Le président de la Bolivie Luis Arce a reçu à la Chambre du gouvernement le candidat à la présidentielle du Parti démocrate chrétien, Rodrigo Paz, lors d'une réunion destinée à examiner les informations sur la situation économique du pays et à garantir une transition ordonnée pour le bulletin de vote du 19 octobre. Le candidat Jorge Quiroga a également été convoqué mais rejeté l'invitation à la réunion.
Au cours de la réunion entre l'ARCE et le PAZ, des problèmes délicats ont été abordés tels que la baisse des réserves internationales, l'augmentation de la dette extérieure, la rareté persistante du diesel et de l'essence et l'inflation accumulée qui a atteint en août 16,9%, en plus de la réduction des revenus du revenu pétrolier et du manque de monnaie.
Le chef de l'État a souligné la nécessité de former des équipes de travail pour suivre ces problèmes, tandis que Paz a déclaré qu'il était hors respect de l'institutionnalité et que, bien qu'il existe des différences dans la vision économique, il est nécessaire d'agir avec responsabilité d'assurer la stabilité et le respect démocratique à ce stade.
« Il y a plusieurs fronts auxquels nous devrons affronter », a déclaré Paz à la fin de la réunion et a déclaré qu'il était ouvert pour recevoir la coopération d'experts qui étaient liés à d'autres matchs, tels que le cas de l'économiste Gabriel Espinoza qui a accompagné la campagne électorale de Samuel Doria Medina et intégre désormais l'équipe de paix.

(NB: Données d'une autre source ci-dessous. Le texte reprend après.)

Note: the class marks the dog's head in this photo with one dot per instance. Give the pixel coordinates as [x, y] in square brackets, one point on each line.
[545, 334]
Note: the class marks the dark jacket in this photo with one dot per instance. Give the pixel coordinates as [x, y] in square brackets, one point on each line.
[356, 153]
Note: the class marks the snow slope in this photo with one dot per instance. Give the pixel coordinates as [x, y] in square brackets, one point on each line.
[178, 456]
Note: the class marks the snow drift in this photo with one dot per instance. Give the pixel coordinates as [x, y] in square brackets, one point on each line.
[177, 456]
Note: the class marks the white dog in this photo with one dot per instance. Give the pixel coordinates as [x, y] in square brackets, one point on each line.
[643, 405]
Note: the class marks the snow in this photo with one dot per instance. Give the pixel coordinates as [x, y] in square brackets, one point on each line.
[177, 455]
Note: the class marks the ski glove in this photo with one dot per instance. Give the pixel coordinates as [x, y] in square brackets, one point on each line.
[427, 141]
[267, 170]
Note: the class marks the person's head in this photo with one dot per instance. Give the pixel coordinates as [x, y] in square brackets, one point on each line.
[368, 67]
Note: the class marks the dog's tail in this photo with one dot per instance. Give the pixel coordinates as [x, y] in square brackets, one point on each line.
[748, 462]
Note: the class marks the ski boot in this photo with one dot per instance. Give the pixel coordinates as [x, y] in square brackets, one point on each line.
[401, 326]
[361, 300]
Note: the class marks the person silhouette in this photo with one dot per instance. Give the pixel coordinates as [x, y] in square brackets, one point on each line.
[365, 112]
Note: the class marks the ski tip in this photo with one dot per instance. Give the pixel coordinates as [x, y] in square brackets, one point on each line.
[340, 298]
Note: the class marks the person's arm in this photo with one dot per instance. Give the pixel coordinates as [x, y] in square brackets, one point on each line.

« Je tiens à remercier le président pour cet appel. Bien qu'il y ait des différences en ce qui concerne la façon dont nous percevons l'État, comment nous percevons l'économie, comment nous percevons l'avenir de la patrie, il est obligatoire (…) d'assumer cette responsabilité d'organiser des réunions telles que celles que le président a convoqués pour commencer ce processus de transition », a déclaré le candidat.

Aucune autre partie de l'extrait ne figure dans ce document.